Eric Greene is a Professor in the Department of Biochemistry & Molecular Biophysics at Columbia University. Dr. Greene’s laboratory pioneered development of novel technologies for studying protein–nucleic acid interactions at the single–molecule level using real–time optical microscopy with an overarching goal of seeking to understand the molecular mechanisms that cells use to repair, maintain, and decode their genetic information. This research combines aspects of biochemistry, physics, and nanoscale technology to address complex biological problems that cannot easily be addressed through traditional biochemical or genetic approaches. The advantages of the technologies developed in the Greene group are that enable one to see what proteins are bound to DNA, where they are bound, how they move, and how they interact with and influence partner proteins – all at the level of biochemical single reactions. Using these approaches, the Greene laboratory has tackled problems related to: understanding how CRIPSR systems locate specific DNA target site sites; understanding how the SMC (structural maintenance of chromosomes)complex condensin contributes to higher–order chromosome organization; and defining the mechanisms involved in homologous DNA recombination.
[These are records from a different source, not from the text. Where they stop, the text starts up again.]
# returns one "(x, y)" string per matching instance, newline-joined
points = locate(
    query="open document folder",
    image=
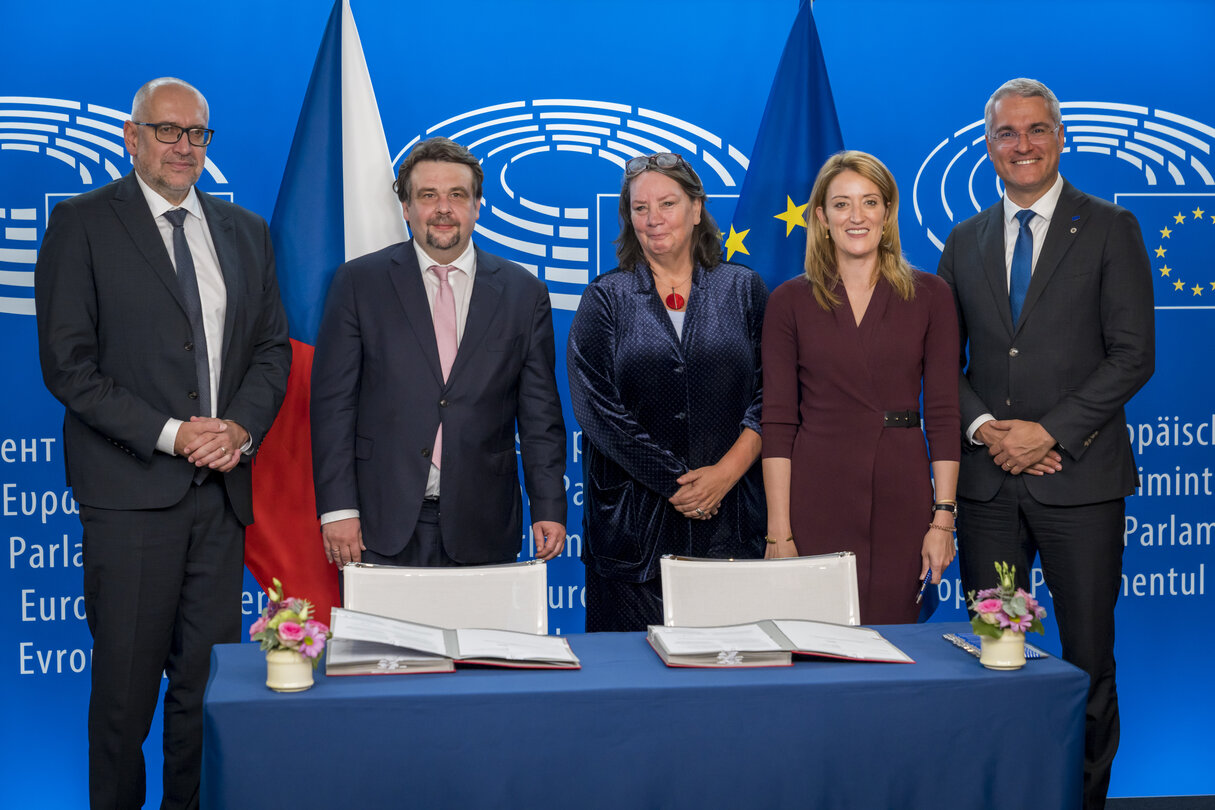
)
(772, 643)
(363, 644)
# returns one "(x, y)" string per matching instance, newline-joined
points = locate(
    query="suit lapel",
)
(411, 293)
(1066, 225)
(481, 309)
(995, 270)
(133, 211)
(222, 237)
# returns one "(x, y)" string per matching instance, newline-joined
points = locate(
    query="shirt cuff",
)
(168, 440)
(342, 514)
(975, 425)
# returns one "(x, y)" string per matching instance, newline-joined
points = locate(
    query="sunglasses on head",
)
(660, 159)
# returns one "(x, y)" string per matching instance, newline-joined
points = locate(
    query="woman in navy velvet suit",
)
(847, 349)
(663, 363)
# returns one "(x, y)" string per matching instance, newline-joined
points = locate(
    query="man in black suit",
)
(1056, 313)
(431, 355)
(162, 332)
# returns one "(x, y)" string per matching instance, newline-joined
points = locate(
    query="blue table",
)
(626, 731)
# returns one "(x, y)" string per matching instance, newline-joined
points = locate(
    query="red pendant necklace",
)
(674, 301)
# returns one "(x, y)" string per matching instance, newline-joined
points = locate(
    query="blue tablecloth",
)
(626, 731)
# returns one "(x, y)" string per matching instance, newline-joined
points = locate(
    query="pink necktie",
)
(445, 335)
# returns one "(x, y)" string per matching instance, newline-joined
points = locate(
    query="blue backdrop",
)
(909, 81)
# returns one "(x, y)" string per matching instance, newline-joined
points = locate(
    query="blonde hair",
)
(821, 271)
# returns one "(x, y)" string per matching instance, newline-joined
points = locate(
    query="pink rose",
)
(1019, 623)
(290, 632)
(314, 639)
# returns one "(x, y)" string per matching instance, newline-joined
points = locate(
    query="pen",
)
(922, 585)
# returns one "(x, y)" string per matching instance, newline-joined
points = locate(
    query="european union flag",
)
(1179, 232)
(797, 134)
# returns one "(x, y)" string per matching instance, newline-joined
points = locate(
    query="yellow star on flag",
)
(734, 243)
(794, 215)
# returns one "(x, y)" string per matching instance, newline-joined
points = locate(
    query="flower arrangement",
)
(287, 623)
(1005, 606)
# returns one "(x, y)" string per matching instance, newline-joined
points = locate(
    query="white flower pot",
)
(1006, 652)
(288, 670)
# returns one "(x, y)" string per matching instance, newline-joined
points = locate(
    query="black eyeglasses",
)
(1038, 136)
(171, 132)
(660, 159)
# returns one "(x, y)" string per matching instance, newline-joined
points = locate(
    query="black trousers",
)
(160, 587)
(1080, 549)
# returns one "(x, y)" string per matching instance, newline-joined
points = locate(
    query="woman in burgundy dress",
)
(846, 350)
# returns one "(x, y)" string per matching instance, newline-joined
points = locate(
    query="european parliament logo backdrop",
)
(554, 97)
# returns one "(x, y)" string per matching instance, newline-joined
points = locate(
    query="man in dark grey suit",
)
(162, 332)
(1054, 293)
(431, 353)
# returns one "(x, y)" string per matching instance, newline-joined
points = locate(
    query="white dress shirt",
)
(1044, 209)
(212, 289)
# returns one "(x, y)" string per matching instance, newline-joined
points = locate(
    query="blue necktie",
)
(188, 283)
(1022, 265)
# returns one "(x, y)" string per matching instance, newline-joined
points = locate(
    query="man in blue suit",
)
(431, 355)
(162, 333)
(1054, 294)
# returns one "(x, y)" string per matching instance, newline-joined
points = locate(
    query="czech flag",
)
(335, 203)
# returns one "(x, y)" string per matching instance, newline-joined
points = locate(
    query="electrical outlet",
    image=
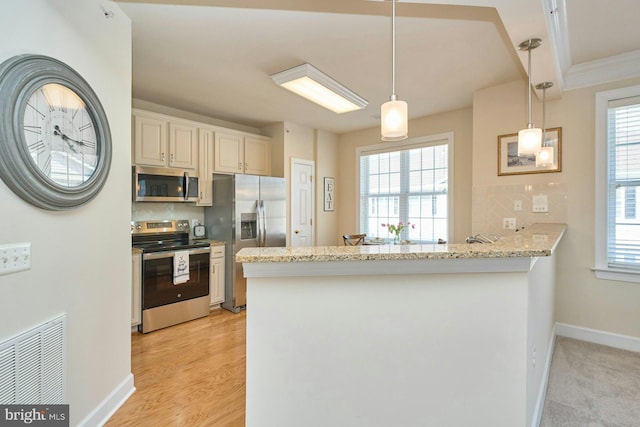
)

Dr. Greene was born on Elmendorf Air Force Base in Anchorage, Alaska and grew up in Carbondale, Illinois. He received a B.S. in Biochemistry in 1994 from the University of Illinois, Champaign–Urbana, where he conducted undergraduate research on restriction endonucleases in the laboratory of Dick Gumport. He received his Ph.D. in 1998 working under the guidance of Dr. Dorothy Shippen in the Department of Biochemistry at Texas A&M for research seeking to understand how the biochemical properties of telomerase change during the developmental life–cycle of Euplotes crassus. Dr. Greene conducted postdoctoral research at the National Institutes of Health with Dr. Kiyoshi Mizuuchi from 1999–2003, where he worked on site–specific DNA recombination. Dr. Greene began as an Assistant Professor at Columbia in 2004, he was promoted to Associate Professor in 2010 and achieved the rank of Full Professor in 2015. Dr. Greene was the recipient of the 2005 March of Dimes Basil O’Connor Starter Scholar Research Award, the 2005 Breast Cancer Alliance Young Investigator Award, the 2005 Irma T. Hirschl and Monique Weill-Caulier Career Scientist Award and the 2009 Doctor Harold and Golden Lamport Research Award in Basic Sciences. Dr. Greene was selected by the National Science Foundation to receive a 2007 Presidential Early Career Award for Scientists and Engineers (PECASE) and in 2009 he received at Early Career Scientist Award from the Howard Hughes Medical Institute. Dr. Greene enjoys fly fishing and hiking in his spare time.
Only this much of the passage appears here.